Cascade deletes can be a very useful tool to:
1) Make sure that deleting a super-type record also deletes the corresponding single sub-type record.
2) Make sure that any delete of a sub-type record also deletes the super-type record. This is achieved by implementing an "instead-of" delete trigger on the sub-type table that goes and deletes the corresponding super-type record, which, in turn, cascade deletes the sub-type record.
Using cascade deletes in this manner ensures that no orphan super-type or sub-type records ever exist, regardless of whether you delete the super-type record first or the sub-type record first.

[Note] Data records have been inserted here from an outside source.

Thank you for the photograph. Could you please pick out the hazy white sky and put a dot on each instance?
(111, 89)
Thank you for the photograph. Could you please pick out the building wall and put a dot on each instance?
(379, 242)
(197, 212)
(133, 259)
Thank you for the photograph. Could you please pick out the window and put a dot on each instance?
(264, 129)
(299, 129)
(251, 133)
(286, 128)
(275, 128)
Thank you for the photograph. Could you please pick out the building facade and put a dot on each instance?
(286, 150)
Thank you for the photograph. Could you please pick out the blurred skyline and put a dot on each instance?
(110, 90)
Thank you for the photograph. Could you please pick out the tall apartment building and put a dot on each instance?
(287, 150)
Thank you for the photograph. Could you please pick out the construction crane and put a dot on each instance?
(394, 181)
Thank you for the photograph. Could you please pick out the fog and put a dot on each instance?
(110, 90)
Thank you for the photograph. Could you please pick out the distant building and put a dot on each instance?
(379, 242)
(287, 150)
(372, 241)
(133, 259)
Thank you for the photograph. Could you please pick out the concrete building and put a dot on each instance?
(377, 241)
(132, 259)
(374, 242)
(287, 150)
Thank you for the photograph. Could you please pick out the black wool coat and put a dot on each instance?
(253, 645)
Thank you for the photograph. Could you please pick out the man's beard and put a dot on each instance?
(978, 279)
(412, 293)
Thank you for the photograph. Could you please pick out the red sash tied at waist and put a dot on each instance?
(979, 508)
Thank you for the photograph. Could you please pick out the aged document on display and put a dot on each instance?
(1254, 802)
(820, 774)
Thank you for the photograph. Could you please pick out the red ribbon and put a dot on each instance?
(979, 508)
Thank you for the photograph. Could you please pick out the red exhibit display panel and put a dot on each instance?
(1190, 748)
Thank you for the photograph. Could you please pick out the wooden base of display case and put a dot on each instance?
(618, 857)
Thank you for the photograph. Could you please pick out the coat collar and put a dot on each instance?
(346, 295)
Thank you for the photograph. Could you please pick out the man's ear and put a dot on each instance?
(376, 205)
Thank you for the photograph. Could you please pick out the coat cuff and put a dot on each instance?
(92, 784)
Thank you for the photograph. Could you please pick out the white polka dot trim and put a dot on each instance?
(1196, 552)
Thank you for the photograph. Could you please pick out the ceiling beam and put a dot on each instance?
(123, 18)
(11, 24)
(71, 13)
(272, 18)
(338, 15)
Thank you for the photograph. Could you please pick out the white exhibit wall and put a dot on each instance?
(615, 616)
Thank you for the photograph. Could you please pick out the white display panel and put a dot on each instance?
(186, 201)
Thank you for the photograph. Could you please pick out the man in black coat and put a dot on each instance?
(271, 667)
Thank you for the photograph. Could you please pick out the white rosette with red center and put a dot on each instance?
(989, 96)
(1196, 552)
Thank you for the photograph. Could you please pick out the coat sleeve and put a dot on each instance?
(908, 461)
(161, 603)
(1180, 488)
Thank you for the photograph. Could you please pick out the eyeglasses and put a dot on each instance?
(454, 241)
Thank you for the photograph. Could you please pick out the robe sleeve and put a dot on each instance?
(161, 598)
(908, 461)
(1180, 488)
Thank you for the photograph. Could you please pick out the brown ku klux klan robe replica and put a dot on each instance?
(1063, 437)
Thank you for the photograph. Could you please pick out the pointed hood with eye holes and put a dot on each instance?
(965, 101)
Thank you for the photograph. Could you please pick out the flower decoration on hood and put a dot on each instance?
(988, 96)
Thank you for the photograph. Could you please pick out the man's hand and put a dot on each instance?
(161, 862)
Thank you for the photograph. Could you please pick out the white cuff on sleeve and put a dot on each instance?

I would make a distinction between
Data integrity
Business logic/rules
In my experience it is best to enforce integrity as far as possible in the database using PK, FK, and other constraints.
However business rules/logic IMO is best implemented using code for the reason of cohesion (google "coupling and cohesion" to learn more).
Is cascade delete/update data integrity or business rules? This could of course be debated but I would say it is usually a logic/rule. For example a business rule may be that if an Order is deleted all OrderItems should be automatically deleted. But it could also be that it should never be possible to delete an Order if it still have OrderItems. So this may be up to the business to decide. How do we know how this rule is currently implemented? If it is all in code we can just look at the code (high cohesion). If the rule is maybe implemented in the code or maybe implemented as cascade in the database then we need to look in multiple places (low cohesion).
Of course if you go all-in with putting your business rules only in the database and use triggers, stored proc then cascade may make sense.
I usually consider database vendor lock-in before using any stored proc or triggers. A SQL database that just stores data and enforces integrity is IMO easier to port to another vendor. So for that reason I usually don't use stored proc or triggers.